At Fri, 23 Apr 2021 00:17:35 -0400, Tom Lane <tgl@sss.pgh.pa.us> wrote in
> Kyotaro Horiguchi <horikyota.ntt@gmail.com> writes:
> > At Thu, 22 Apr 2021 23:17:19 -0400, Tom Lane <tgl@sss.pgh.pa.us> wrote in
> >> Doesn't seem like a good idea, because that locks us into an assumption
> >> that the downcasing conversion doesn't change the string's physical
> >> length. There are a lot of counterexamples to that :-(. I'm not sure
>
> > Mmm. I didn't know of that.
>
> The two examples I know of offhand are in German (eszett "ß" downcases to
> "ss") and Turkish (dotted "Í" downcases to "i", likewise dotless "I"

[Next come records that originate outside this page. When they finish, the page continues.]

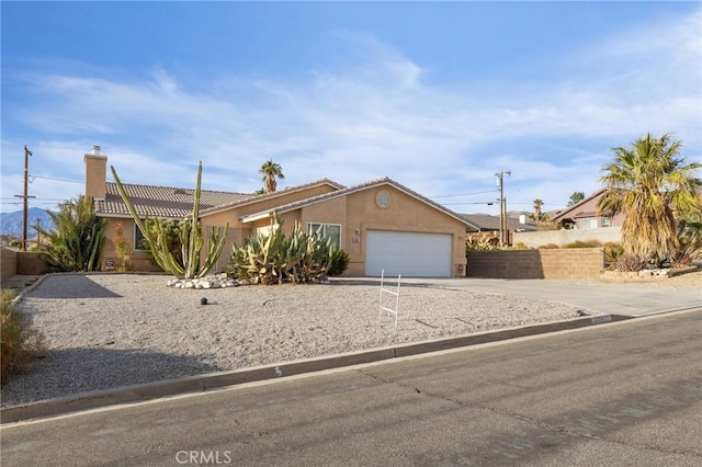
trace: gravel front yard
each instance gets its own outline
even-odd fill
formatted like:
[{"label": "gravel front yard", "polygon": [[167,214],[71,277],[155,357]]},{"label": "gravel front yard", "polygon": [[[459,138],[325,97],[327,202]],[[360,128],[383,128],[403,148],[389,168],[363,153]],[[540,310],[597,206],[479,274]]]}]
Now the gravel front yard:
[{"label": "gravel front yard", "polygon": [[44,277],[19,306],[50,355],[2,387],[2,406],[578,318],[561,303],[404,285],[395,332],[394,318],[378,316],[377,280],[196,291],[168,278]]}]

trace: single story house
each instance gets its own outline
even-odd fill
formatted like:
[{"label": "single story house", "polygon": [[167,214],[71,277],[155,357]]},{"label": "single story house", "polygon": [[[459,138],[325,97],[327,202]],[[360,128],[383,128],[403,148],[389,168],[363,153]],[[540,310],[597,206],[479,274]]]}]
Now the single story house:
[{"label": "single story house", "polygon": [[[460,214],[462,219],[478,228],[476,232],[468,232],[468,240],[473,241],[489,241],[494,244],[499,242],[500,231],[500,216],[492,216],[490,214]],[[520,214],[518,217],[508,213],[505,219],[505,244],[512,244],[514,232],[535,231],[536,223],[529,219],[525,214]]]},{"label": "single story house", "polygon": [[579,203],[566,207],[554,216],[553,220],[564,228],[575,230],[621,227],[624,223],[624,214],[608,217],[600,216],[597,212],[597,205],[608,190],[610,189],[602,189]]},{"label": "single story house", "polygon": [[[116,184],[106,181],[106,156],[93,148],[84,156],[86,195],[95,201],[106,219],[103,270],[116,266],[117,226],[133,249],[135,270],[158,271],[143,250],[140,237]],[[192,215],[194,189],[128,184],[123,181],[138,214],[144,217],[181,219]],[[478,228],[452,210],[417,192],[383,178],[354,186],[324,179],[268,194],[202,190],[200,219],[205,238],[213,228],[229,223],[227,240],[214,272],[224,271],[233,244],[257,232],[268,232],[282,219],[290,231],[299,223],[347,251],[350,265],[344,275],[460,277],[465,275],[465,238]],[[206,244],[205,244],[206,248]]]}]

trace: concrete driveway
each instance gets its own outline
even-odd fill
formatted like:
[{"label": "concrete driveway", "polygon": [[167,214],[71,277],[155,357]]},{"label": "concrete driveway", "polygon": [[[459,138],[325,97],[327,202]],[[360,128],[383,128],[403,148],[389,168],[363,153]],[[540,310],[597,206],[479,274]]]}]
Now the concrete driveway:
[{"label": "concrete driveway", "polygon": [[[694,273],[700,277],[700,273]],[[676,281],[677,278],[661,280]],[[607,315],[645,316],[702,306],[702,288],[672,289],[654,283],[558,280],[405,278],[404,284],[553,300]],[[702,285],[702,278],[700,280]]]}]

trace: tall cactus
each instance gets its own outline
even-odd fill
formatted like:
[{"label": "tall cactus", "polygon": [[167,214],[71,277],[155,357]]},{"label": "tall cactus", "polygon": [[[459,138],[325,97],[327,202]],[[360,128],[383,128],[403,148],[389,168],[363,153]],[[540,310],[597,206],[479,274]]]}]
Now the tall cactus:
[{"label": "tall cactus", "polygon": [[112,176],[117,185],[120,196],[126,204],[129,214],[134,218],[139,230],[144,235],[146,242],[149,246],[149,250],[154,255],[156,263],[166,272],[173,274],[178,278],[196,278],[207,275],[216,263],[222,249],[226,240],[226,232],[229,229],[229,223],[223,228],[218,227],[213,229],[210,238],[207,253],[204,264],[200,265],[200,252],[204,244],[202,237],[202,225],[200,223],[200,184],[202,181],[202,161],[197,166],[197,182],[195,185],[195,197],[193,202],[193,210],[190,219],[180,221],[180,241],[182,244],[182,264],[173,258],[173,254],[168,248],[168,241],[166,238],[166,230],[163,228],[163,219],[146,217],[141,220],[134,207],[134,203],[129,200],[124,185],[117,176],[117,172],[114,167],[110,166],[112,170]]}]

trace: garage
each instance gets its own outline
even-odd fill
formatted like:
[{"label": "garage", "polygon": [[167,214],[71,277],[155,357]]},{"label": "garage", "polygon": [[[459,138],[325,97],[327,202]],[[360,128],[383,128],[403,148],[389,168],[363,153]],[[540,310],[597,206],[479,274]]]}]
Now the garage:
[{"label": "garage", "polygon": [[367,230],[365,275],[451,276],[451,234]]}]

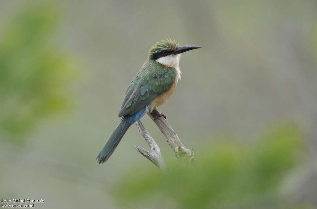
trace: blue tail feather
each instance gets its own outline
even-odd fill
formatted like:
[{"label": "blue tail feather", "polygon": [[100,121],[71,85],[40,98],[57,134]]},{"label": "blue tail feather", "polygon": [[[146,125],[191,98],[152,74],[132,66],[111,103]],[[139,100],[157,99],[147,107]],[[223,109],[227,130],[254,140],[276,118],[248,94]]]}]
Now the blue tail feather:
[{"label": "blue tail feather", "polygon": [[146,106],[132,115],[124,116],[100,151],[96,159],[99,163],[107,162],[131,125],[140,120],[146,113]]}]

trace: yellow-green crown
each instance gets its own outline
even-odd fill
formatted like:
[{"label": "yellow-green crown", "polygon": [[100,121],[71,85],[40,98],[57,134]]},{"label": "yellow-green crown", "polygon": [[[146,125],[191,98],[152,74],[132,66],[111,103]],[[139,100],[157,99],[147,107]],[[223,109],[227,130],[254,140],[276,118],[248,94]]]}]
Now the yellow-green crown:
[{"label": "yellow-green crown", "polygon": [[158,42],[153,45],[149,51],[149,56],[160,53],[163,50],[167,51],[174,51],[180,46],[179,44],[176,43],[175,39],[166,38],[165,40],[161,40],[160,42]]}]

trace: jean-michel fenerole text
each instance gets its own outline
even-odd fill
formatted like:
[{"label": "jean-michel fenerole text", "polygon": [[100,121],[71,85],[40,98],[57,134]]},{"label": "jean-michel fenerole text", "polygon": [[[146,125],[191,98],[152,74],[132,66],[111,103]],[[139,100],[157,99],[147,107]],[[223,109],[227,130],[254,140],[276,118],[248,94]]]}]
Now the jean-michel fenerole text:
[{"label": "jean-michel fenerole text", "polygon": [[43,199],[2,199],[1,202],[2,203],[34,203],[37,202],[44,202],[44,200]]}]

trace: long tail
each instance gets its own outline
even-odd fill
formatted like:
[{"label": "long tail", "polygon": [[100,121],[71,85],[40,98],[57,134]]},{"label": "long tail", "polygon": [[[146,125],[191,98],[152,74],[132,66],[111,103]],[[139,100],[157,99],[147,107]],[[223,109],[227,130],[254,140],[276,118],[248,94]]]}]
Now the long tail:
[{"label": "long tail", "polygon": [[129,122],[128,117],[125,116],[122,118],[97,156],[96,160],[98,163],[103,163],[108,160],[132,123]]}]

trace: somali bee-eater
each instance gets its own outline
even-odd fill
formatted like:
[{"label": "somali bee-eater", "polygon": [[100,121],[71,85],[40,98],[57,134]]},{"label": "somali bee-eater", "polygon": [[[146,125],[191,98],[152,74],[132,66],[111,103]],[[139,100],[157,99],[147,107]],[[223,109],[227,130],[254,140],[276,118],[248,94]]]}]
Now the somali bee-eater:
[{"label": "somali bee-eater", "polygon": [[[107,141],[96,159],[109,158],[130,127],[146,113],[156,110],[171,96],[181,79],[181,53],[201,48],[180,46],[175,40],[161,40],[150,49],[147,60],[128,87],[119,116],[121,122]],[[159,117],[166,116],[159,113]]]}]

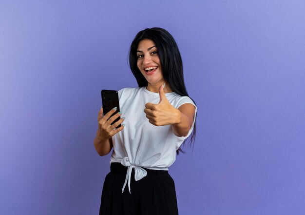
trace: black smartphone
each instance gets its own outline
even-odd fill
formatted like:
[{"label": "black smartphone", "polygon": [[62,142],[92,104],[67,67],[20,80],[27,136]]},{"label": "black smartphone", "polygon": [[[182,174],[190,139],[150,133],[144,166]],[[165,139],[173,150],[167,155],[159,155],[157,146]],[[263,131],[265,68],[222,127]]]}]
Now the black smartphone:
[{"label": "black smartphone", "polygon": [[[117,91],[115,90],[102,90],[101,94],[102,103],[103,103],[103,115],[104,116],[115,107],[116,107],[116,111],[110,117],[120,112],[120,105],[118,101]],[[118,121],[120,118],[120,117],[118,117],[111,124],[112,125]],[[118,128],[120,127],[121,127],[120,124],[115,128]]]}]

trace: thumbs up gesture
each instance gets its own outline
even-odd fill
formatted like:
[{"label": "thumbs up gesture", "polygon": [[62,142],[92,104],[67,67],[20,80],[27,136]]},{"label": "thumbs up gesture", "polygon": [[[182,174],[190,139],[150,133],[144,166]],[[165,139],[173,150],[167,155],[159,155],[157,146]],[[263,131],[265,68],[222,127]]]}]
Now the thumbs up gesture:
[{"label": "thumbs up gesture", "polygon": [[175,124],[179,121],[179,111],[172,106],[167,99],[163,85],[159,88],[160,101],[158,104],[147,103],[144,113],[149,121],[157,126]]}]

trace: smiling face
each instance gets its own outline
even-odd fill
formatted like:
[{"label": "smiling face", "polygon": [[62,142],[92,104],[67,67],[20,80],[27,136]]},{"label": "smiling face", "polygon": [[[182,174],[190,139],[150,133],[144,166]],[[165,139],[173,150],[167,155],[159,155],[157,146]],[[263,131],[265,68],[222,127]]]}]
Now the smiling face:
[{"label": "smiling face", "polygon": [[164,82],[158,49],[151,39],[139,42],[136,51],[137,66],[148,82],[147,89],[158,88]]}]

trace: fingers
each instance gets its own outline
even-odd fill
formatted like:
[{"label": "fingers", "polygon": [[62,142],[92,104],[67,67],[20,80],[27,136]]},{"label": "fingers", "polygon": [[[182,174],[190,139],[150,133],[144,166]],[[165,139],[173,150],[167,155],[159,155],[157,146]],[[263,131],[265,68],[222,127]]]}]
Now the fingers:
[{"label": "fingers", "polygon": [[[115,123],[111,125],[111,129],[112,129],[112,130],[114,130],[114,128],[116,128],[119,125],[120,125],[121,123],[122,123],[122,122],[123,122],[124,121],[124,119],[125,119],[125,117],[123,117],[120,118],[117,121],[115,122]],[[123,125],[121,125],[122,126]],[[121,127],[122,127],[122,126],[121,126]]]},{"label": "fingers", "polygon": [[149,115],[152,115],[152,110],[148,108],[144,108],[144,113]]},{"label": "fingers", "polygon": [[111,109],[110,111],[109,111],[104,116],[104,117],[105,117],[107,119],[108,119],[110,117],[111,115],[112,115],[114,112],[115,112],[115,111],[116,111],[116,107],[115,107],[114,108],[113,108],[112,109]]},{"label": "fingers", "polygon": [[122,131],[124,129],[124,125],[122,125],[122,126],[121,127],[120,127],[119,128],[117,128],[116,129],[115,129],[115,130],[113,130],[110,133],[110,135],[111,136],[111,137],[114,136],[114,135],[115,135],[115,134],[116,134],[116,133],[120,132],[121,131]]},{"label": "fingers", "polygon": [[110,124],[112,124],[114,122],[114,121],[118,118],[121,115],[122,115],[121,111],[117,113],[116,114],[111,117],[108,119],[107,121],[109,122]]}]

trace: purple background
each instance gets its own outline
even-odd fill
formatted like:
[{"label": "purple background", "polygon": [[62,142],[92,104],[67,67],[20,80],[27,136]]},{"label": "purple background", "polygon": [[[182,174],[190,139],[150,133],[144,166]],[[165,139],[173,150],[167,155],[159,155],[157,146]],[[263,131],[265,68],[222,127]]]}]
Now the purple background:
[{"label": "purple background", "polygon": [[174,37],[195,146],[170,168],[180,215],[305,214],[305,2],[0,1],[0,214],[97,214],[100,90],[134,87],[136,33]]}]

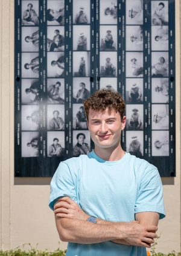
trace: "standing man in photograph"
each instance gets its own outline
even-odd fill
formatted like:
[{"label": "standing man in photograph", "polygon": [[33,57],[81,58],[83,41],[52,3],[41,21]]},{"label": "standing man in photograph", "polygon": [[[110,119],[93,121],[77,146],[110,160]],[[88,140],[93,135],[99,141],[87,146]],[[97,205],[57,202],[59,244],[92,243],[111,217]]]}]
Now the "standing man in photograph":
[{"label": "standing man in photograph", "polygon": [[83,106],[94,150],[61,162],[51,183],[66,256],[145,256],[165,217],[158,170],[122,149],[125,104],[118,92],[97,90]]}]

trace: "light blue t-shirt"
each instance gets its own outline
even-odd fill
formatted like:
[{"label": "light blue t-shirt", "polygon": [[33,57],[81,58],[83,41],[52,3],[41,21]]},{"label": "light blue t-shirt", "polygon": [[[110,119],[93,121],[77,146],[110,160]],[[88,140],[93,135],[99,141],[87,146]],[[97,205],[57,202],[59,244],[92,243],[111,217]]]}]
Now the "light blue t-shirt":
[{"label": "light blue t-shirt", "polygon": [[[157,168],[130,153],[107,161],[94,152],[61,162],[51,183],[49,207],[68,196],[89,215],[111,221],[130,221],[141,212],[165,210],[162,185]],[[96,225],[96,224],[95,224]],[[111,241],[83,244],[69,243],[66,256],[146,256],[142,247]]]}]

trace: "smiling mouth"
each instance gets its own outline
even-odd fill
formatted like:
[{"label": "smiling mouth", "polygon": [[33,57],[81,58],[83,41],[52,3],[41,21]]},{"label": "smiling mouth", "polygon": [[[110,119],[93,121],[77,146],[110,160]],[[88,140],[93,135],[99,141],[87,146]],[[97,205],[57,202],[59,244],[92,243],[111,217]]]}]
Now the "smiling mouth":
[{"label": "smiling mouth", "polygon": [[105,134],[105,135],[98,135],[98,136],[100,138],[101,138],[101,139],[106,139],[106,138],[110,137],[110,135],[111,135],[111,134]]}]

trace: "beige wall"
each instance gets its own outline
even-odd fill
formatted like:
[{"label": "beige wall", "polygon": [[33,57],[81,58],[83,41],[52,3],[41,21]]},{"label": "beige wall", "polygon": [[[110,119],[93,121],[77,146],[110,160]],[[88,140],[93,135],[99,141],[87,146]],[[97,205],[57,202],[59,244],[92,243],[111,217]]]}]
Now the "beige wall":
[{"label": "beige wall", "polygon": [[[159,223],[157,251],[180,251],[180,0],[176,5],[176,178],[162,178],[167,218]],[[14,178],[14,1],[0,1],[0,249],[30,243],[59,246],[48,207],[50,178]],[[64,249],[66,243],[60,242]]]}]

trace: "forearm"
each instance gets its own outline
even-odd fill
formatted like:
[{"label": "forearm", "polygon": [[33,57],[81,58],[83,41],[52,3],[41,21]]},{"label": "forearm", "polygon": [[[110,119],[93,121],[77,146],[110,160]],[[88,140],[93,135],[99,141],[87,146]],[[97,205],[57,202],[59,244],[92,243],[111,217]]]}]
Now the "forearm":
[{"label": "forearm", "polygon": [[[63,241],[91,244],[119,239],[123,236],[118,225],[109,221],[97,224],[82,220],[57,217],[56,221],[60,238]],[[121,226],[121,223],[119,226]]]}]

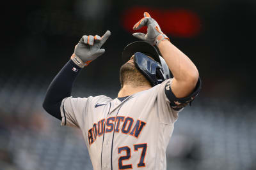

According to Wikipedia, "ss" is equivalent to "ß" and their upper case
letters are "SS" and "ẞ" respectively. (I didn't even know of the
existence of "ẞ". AFAIK there's no word begins with eszett, but it
seems that there's a case where "ẞ" appears in a word is spelled only
with capital letters.
> downcases to "ı"; one of each of those pairs is an ASCII letter, the
> other is not). Depending on which encoding is in use, these
Upper dotless "I" and lower dotted "i" are in ASCII (or English
alphabet?). That's interesting.
> transformations *could* be the same number of bytes, but they could
> equally well not be. There are probably other examples.
Yeah. Agreed.
regards.
--
Kyotaro Horiguchi
NTT Open Source Software Center